Re: [PATCH v2 0/2] close_range()

From: Christian Brauner
Date: Fri May 24 2019 - 06:31:05 EST


On Thu, May 23, 2019 at 02:34:31PM -0700, Linus Torvalds wrote:
> On Thu, May 23, 2019 at 11:22 AM Alexey Dobriyan <adobriyan@xxxxxxxxx> wrote:
> >
> > > This is v2 of this patchset.
> >
> > We've sent fdmap(2) back in the day:
>
> Well, if the main point of the exercise is performance, then fdmap()
> is clearly inferior.
>
> Sadly, with all the HW security mitigation, system calls are no longer cheap.
>
> Would there ever be any other reason to traverse unknown open files
> than to close them?

I have had lively discussions and interestingly worded mails on account
of all of this. But noone has brought up this scenario. Florian also
said that it's not needed [1].

If we really want something like that we don't really need a new syscall
I think. We can just do a prctl() command or fcntl() command that will
give you back the next open fd.

There's imho crazy ideas out there what people expect a multi-close file
descriptor solution to look like. Service manager people apparently
think it would be a great idea to have a syscall that takes an array of
fds which the kernel is supposed to leave open and close all others,
basically "close all of the fds only leave out those I tell you".
I think for such a use-cases they can push for a prctl(PR_GET_NEXTFD, 2)
or a fcntl(2, F_GET_NEXTFD) and implement that in userspace.

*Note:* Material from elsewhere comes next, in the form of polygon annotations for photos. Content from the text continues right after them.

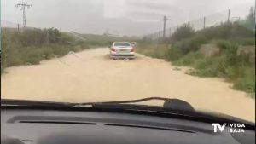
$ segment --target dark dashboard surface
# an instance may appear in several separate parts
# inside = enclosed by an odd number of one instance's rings
[[[245,132],[249,138],[242,141],[255,141],[254,131]],[[239,143],[225,130],[213,133],[207,123],[107,112],[2,109],[1,133],[5,144]]]

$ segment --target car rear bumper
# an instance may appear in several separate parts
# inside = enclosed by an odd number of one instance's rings
[[[128,59],[133,59],[135,56],[134,56],[134,54],[110,54],[110,57],[111,58],[114,58],[114,59],[125,59],[125,58],[128,58]]]

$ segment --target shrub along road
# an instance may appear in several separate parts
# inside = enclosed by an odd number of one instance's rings
[[[185,74],[163,60],[138,55],[113,60],[99,48],[14,66],[1,76],[2,98],[67,102],[108,101],[149,96],[179,98],[195,108],[254,121],[255,101],[219,78]],[[143,104],[161,105],[161,101]]]

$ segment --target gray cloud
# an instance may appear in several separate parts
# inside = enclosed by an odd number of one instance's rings
[[[172,18],[167,26],[241,6],[253,0],[24,0],[32,7],[26,11],[27,25],[56,27],[102,34],[105,31],[124,35],[142,35],[162,29],[162,17]],[[21,0],[1,1],[1,21],[22,23],[15,8]],[[247,14],[247,9],[236,10]],[[239,12],[239,14],[238,14]],[[226,16],[226,13],[220,14]],[[220,17],[221,17],[220,16]],[[218,17],[217,17],[218,19]]]

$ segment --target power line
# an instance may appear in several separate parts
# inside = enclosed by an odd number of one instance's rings
[[[16,8],[21,7],[20,10],[23,11],[23,26],[26,27],[26,7],[29,9],[32,7],[31,4],[26,4],[25,2],[22,2],[22,3],[16,4]]]

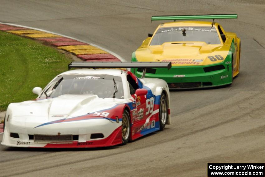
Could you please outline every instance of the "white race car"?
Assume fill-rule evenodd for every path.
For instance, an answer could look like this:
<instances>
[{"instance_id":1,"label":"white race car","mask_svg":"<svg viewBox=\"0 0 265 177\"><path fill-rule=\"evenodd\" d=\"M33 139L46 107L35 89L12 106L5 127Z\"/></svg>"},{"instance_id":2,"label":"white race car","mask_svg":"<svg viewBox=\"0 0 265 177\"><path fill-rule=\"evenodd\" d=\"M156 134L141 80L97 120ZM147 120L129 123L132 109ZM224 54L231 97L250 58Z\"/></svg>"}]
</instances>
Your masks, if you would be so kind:
<instances>
[{"instance_id":1,"label":"white race car","mask_svg":"<svg viewBox=\"0 0 265 177\"><path fill-rule=\"evenodd\" d=\"M8 106L1 144L8 146L95 147L126 144L170 124L166 83L102 67L171 67L170 62L73 62L36 100ZM144 72L143 73L144 74Z\"/></svg>"}]
</instances>

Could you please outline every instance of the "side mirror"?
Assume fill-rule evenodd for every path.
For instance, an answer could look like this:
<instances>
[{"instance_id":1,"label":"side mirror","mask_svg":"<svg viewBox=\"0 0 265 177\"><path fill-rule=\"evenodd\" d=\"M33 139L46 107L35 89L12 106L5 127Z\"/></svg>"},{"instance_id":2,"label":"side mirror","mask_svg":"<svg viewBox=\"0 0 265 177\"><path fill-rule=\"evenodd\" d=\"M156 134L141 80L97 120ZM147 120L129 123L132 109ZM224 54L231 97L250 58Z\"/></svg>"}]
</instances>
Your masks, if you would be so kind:
<instances>
[{"instance_id":1,"label":"side mirror","mask_svg":"<svg viewBox=\"0 0 265 177\"><path fill-rule=\"evenodd\" d=\"M153 35L154 34L152 33L148 33L148 37L150 37L153 36Z\"/></svg>"},{"instance_id":2,"label":"side mirror","mask_svg":"<svg viewBox=\"0 0 265 177\"><path fill-rule=\"evenodd\" d=\"M147 90L145 89L137 89L135 91L135 95L138 96L142 96L147 94Z\"/></svg>"},{"instance_id":3,"label":"side mirror","mask_svg":"<svg viewBox=\"0 0 265 177\"><path fill-rule=\"evenodd\" d=\"M33 92L33 93L34 93L38 95L39 95L41 94L42 91L42 89L41 87L34 87L34 88L32 90L32 92Z\"/></svg>"}]
</instances>

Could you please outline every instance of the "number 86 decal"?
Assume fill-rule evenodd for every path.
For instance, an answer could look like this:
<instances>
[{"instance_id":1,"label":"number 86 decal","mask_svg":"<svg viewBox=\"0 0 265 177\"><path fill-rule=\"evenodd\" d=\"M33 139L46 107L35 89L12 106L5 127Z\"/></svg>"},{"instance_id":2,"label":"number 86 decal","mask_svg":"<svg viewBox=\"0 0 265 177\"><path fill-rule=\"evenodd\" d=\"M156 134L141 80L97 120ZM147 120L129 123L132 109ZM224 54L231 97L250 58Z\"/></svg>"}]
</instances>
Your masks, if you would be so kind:
<instances>
[{"instance_id":1,"label":"number 86 decal","mask_svg":"<svg viewBox=\"0 0 265 177\"><path fill-rule=\"evenodd\" d=\"M149 113L153 112L154 110L154 97L151 97L146 100L146 109L148 110L146 111L146 115L148 115Z\"/></svg>"}]
</instances>

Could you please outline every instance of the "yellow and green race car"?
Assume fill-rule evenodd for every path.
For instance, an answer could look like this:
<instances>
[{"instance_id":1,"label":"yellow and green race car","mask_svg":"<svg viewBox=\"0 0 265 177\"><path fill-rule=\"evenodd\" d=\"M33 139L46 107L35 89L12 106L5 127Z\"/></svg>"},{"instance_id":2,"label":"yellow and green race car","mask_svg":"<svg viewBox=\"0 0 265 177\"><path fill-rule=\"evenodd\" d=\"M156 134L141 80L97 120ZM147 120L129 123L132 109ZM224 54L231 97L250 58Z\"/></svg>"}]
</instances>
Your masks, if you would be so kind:
<instances>
[{"instance_id":1,"label":"yellow and green race car","mask_svg":"<svg viewBox=\"0 0 265 177\"><path fill-rule=\"evenodd\" d=\"M171 61L172 68L135 68L137 76L162 79L171 89L219 86L232 83L239 73L240 39L225 32L215 19L237 18L237 14L153 16L173 20L160 24L132 53L132 61ZM213 19L213 22L177 20Z\"/></svg>"}]
</instances>

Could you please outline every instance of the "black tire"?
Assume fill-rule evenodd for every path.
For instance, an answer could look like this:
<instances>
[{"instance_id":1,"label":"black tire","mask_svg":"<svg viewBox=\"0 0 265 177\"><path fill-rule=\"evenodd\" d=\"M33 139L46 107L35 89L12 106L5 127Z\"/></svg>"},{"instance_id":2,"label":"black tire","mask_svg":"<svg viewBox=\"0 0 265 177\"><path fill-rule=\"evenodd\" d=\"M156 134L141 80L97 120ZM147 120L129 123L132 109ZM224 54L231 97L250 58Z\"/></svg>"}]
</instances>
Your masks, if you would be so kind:
<instances>
[{"instance_id":1,"label":"black tire","mask_svg":"<svg viewBox=\"0 0 265 177\"><path fill-rule=\"evenodd\" d=\"M166 96L165 94L162 93L160 97L159 104L159 127L160 130L163 130L165 128L168 118L167 108Z\"/></svg>"},{"instance_id":2,"label":"black tire","mask_svg":"<svg viewBox=\"0 0 265 177\"><path fill-rule=\"evenodd\" d=\"M123 114L123 120L122 123L122 137L123 142L122 145L126 145L130 139L131 135L130 121L130 115L128 111L124 110Z\"/></svg>"}]
</instances>

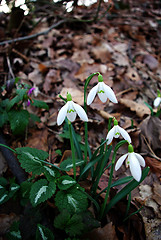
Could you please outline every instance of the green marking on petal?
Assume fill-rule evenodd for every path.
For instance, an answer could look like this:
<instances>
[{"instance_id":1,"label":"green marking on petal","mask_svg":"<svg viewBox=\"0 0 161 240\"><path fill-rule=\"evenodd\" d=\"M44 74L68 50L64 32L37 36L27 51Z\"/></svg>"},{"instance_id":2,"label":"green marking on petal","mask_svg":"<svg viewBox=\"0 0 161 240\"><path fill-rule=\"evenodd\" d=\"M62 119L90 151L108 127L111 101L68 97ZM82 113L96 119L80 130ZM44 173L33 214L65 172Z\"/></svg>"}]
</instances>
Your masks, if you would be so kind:
<instances>
[{"instance_id":1,"label":"green marking on petal","mask_svg":"<svg viewBox=\"0 0 161 240\"><path fill-rule=\"evenodd\" d=\"M117 133L115 133L115 135L120 135L120 133L119 133L119 132L117 132Z\"/></svg>"},{"instance_id":2,"label":"green marking on petal","mask_svg":"<svg viewBox=\"0 0 161 240\"><path fill-rule=\"evenodd\" d=\"M67 113L75 112L73 109L67 111Z\"/></svg>"},{"instance_id":3,"label":"green marking on petal","mask_svg":"<svg viewBox=\"0 0 161 240\"><path fill-rule=\"evenodd\" d=\"M70 93L67 93L67 101L72 101L72 96Z\"/></svg>"},{"instance_id":4,"label":"green marking on petal","mask_svg":"<svg viewBox=\"0 0 161 240\"><path fill-rule=\"evenodd\" d=\"M116 119L114 119L113 124L114 124L114 126L117 126L118 125L118 121Z\"/></svg>"},{"instance_id":5,"label":"green marking on petal","mask_svg":"<svg viewBox=\"0 0 161 240\"><path fill-rule=\"evenodd\" d=\"M129 144L129 146L128 146L128 152L129 153L134 152L134 148L133 148L133 146L131 144Z\"/></svg>"},{"instance_id":6,"label":"green marking on petal","mask_svg":"<svg viewBox=\"0 0 161 240\"><path fill-rule=\"evenodd\" d=\"M100 73L98 74L98 81L99 82L103 82L103 77L102 77L102 75Z\"/></svg>"},{"instance_id":7,"label":"green marking on petal","mask_svg":"<svg viewBox=\"0 0 161 240\"><path fill-rule=\"evenodd\" d=\"M98 91L97 93L105 93L103 90L101 90L101 91Z\"/></svg>"}]
</instances>

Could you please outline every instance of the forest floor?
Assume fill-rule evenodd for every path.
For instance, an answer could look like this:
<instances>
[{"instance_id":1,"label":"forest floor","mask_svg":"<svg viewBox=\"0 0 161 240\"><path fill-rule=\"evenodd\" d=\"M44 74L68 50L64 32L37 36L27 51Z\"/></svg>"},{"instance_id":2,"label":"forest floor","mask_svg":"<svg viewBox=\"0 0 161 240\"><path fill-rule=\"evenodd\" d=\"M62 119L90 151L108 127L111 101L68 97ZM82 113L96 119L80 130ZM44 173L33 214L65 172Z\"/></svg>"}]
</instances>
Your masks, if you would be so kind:
<instances>
[{"instance_id":1,"label":"forest floor","mask_svg":"<svg viewBox=\"0 0 161 240\"><path fill-rule=\"evenodd\" d=\"M125 1L124 4L113 4L104 14L108 6L109 3L102 3L95 22L90 20L96 14L97 4L75 7L70 13L65 12L62 6L39 6L34 13L19 20L20 25L15 23L14 14L13 19L11 14L0 15L1 85L14 76L19 77L21 82L36 88L34 98L49 106L49 111L32 106L28 108L30 112L37 113L41 122L29 126L25 137L13 136L8 126L3 128L3 133L12 148L28 146L42 149L50 153L51 163L62 161L65 158L63 152L70 150L70 144L64 144L59 136L63 129L56 122L58 111L63 106L59 94L66 97L70 92L73 101L83 106L85 79L94 72L100 72L104 82L114 90L118 104L103 104L95 98L88 106L89 144L92 149L100 145L101 139L107 135L108 119L115 117L130 134L135 152L144 157L150 173L132 192L134 210L144 206L139 216L133 217L133 224L128 229L124 224L119 225L116 230L110 222L104 233L100 233L101 237L96 239L119 239L118 232L122 236L120 239L135 239L134 232L138 231L140 239L159 240L161 120L152 116L146 105L148 103L155 113L153 102L157 89L161 90L159 1ZM11 42L3 43L8 39ZM96 83L97 77L94 77L87 91ZM81 120L77 118L74 127L84 141ZM117 157L126 152L126 148L121 148ZM0 174L7 174L7 171L3 160ZM114 173L115 179L125 175L130 175L130 172L124 166ZM108 178L107 171L101 179L101 189L106 187ZM113 223L116 225L117 211L122 208L125 206L118 205L114 213ZM3 220L0 215L0 222ZM95 239L94 236L91 239Z\"/></svg>"}]
</instances>

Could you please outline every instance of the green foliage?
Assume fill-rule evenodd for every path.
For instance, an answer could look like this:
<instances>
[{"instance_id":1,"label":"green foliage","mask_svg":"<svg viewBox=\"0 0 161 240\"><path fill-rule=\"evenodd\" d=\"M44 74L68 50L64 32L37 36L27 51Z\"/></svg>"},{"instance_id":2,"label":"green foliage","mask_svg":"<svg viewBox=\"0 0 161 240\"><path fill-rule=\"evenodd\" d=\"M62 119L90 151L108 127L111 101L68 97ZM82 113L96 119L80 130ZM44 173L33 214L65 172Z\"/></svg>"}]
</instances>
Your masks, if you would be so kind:
<instances>
[{"instance_id":1,"label":"green foliage","mask_svg":"<svg viewBox=\"0 0 161 240\"><path fill-rule=\"evenodd\" d=\"M16 79L15 79L16 83ZM24 133L29 119L31 118L34 122L40 122L38 116L30 114L27 109L24 109L24 105L27 106L27 101L30 98L29 90L31 86L27 84L17 84L17 89L13 89L10 99L4 99L0 102L0 127L4 124L9 123L13 134L20 135ZM5 86L3 87L5 89ZM33 101L33 102L32 102ZM48 110L48 105L39 100L30 101L31 105L39 108Z\"/></svg>"},{"instance_id":2,"label":"green foliage","mask_svg":"<svg viewBox=\"0 0 161 240\"><path fill-rule=\"evenodd\" d=\"M0 178L0 204L7 202L19 190L20 186L16 183L8 184L3 177Z\"/></svg>"},{"instance_id":3,"label":"green foliage","mask_svg":"<svg viewBox=\"0 0 161 240\"><path fill-rule=\"evenodd\" d=\"M79 213L88 207L87 196L79 190L79 185L75 185L66 191L60 190L55 197L55 205L59 211L67 209L69 213ZM82 189L84 190L84 189Z\"/></svg>"},{"instance_id":4,"label":"green foliage","mask_svg":"<svg viewBox=\"0 0 161 240\"><path fill-rule=\"evenodd\" d=\"M45 164L40 160L48 158L49 155L47 152L36 148L22 147L16 148L16 153L22 168L24 168L26 172L39 175L45 171Z\"/></svg>"},{"instance_id":5,"label":"green foliage","mask_svg":"<svg viewBox=\"0 0 161 240\"><path fill-rule=\"evenodd\" d=\"M31 103L31 105L38 107L38 108L43 108L43 109L49 110L49 106L45 102L39 101L36 99L33 99L33 103Z\"/></svg>"},{"instance_id":6,"label":"green foliage","mask_svg":"<svg viewBox=\"0 0 161 240\"><path fill-rule=\"evenodd\" d=\"M30 200L35 207L38 204L44 202L50 198L56 191L56 185L54 182L48 182L46 179L40 179L35 182L30 191Z\"/></svg>"},{"instance_id":7,"label":"green foliage","mask_svg":"<svg viewBox=\"0 0 161 240\"><path fill-rule=\"evenodd\" d=\"M84 164L84 160L75 159L75 164L76 164L76 166L81 166L81 165ZM69 171L73 168L72 158L68 158L68 159L64 160L64 161L60 164L60 168L61 168L63 171L69 172Z\"/></svg>"},{"instance_id":8,"label":"green foliage","mask_svg":"<svg viewBox=\"0 0 161 240\"><path fill-rule=\"evenodd\" d=\"M22 239L21 232L19 230L19 222L14 222L11 225L10 231L6 234L6 237L7 237L8 240L20 240L20 239Z\"/></svg>"},{"instance_id":9,"label":"green foliage","mask_svg":"<svg viewBox=\"0 0 161 240\"><path fill-rule=\"evenodd\" d=\"M68 175L60 177L57 182L58 188L61 190L67 190L68 188L72 187L76 183L77 182L72 177L69 177Z\"/></svg>"},{"instance_id":10,"label":"green foliage","mask_svg":"<svg viewBox=\"0 0 161 240\"><path fill-rule=\"evenodd\" d=\"M36 240L54 240L54 235L48 228L41 224L37 225Z\"/></svg>"},{"instance_id":11,"label":"green foliage","mask_svg":"<svg viewBox=\"0 0 161 240\"><path fill-rule=\"evenodd\" d=\"M54 226L64 230L70 236L81 235L84 229L82 216L71 215L67 210L63 210L54 220Z\"/></svg>"}]
</instances>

I really only care about having a performant solution to closing a range
of fds that's a little more flexible than closefrom() without going all
crazy generic and copying (possibly) large bits of data between kernel-
and userspace.

close_range() is really something I've picked up on the side because the
current state has bothered me (and others) a long time whenever I have
to have my userspace hat on. With Al being in favor of it this seemed
like we should do it.
I actually wanted to have Jann's and my clone6() version on the table by
now since that would unblock larger things like the time namespace
patchset.

In any case I'll send v3 with my max()/min() braino fixed that Oleg
thankfully spotted and the split into two patches that Arnd suggested.

[1]: https://lkml.org/lkml/2019/5/21/516